Documentary; Illinois State Lottery; Edward Jones


Harriet Marin Jones had no idea her grandfather was a Chicago history maker. 

Growing up in Europe, Jones’ mother rarely spoke of her grandfather. She knew he was African American and an “amazing man,” she said. The stories ended there. 

A 17, Jones moved to Chicago for a year to study at Loyola University. She was living with her grandmother when classmate Nicholas Ford — who later became a Cook County Circuit Court judge — picked her up and learned her grandmother’s name was Lydia Jones. 

“He asked me if I was related to Edward Jones,” Jones said. “When I told him he was my grandfather, he asked if I knew my grandfather used to run the Policy business in Chicago, went to prison and was kidnapped. I had no idea. I started wondering what the whole story was. What had been kept hidden from us?”

That question continued to rejuvenize Jones on her 10-year journey to create “Kings of Kings: Chasing Edward Jones,” a documentary disclosing the untold story of Policy in Chicago and the Black men behind it. 

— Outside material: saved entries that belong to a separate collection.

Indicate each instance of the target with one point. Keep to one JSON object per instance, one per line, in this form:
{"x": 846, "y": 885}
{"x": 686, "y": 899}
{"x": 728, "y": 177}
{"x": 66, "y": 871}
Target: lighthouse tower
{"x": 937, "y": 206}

The illegal racket thrived as thousands of people paid small amounts of money — sometimes a penny — for a chance to hit the daily number drawn from a spinning cylinder to make big bucks. The Policy kings ruled the neighborhoods and wielded tremendous influence in Chicago.

The documentary premiered this week at the Chicago International Film Festival. Neighbors in Englewood can attend a free screening 6:30 p.m. Friday at the Hamilton Park Cultural Center, 513 W. 72nd St. Jones will host a Q&A session with attendees after the film.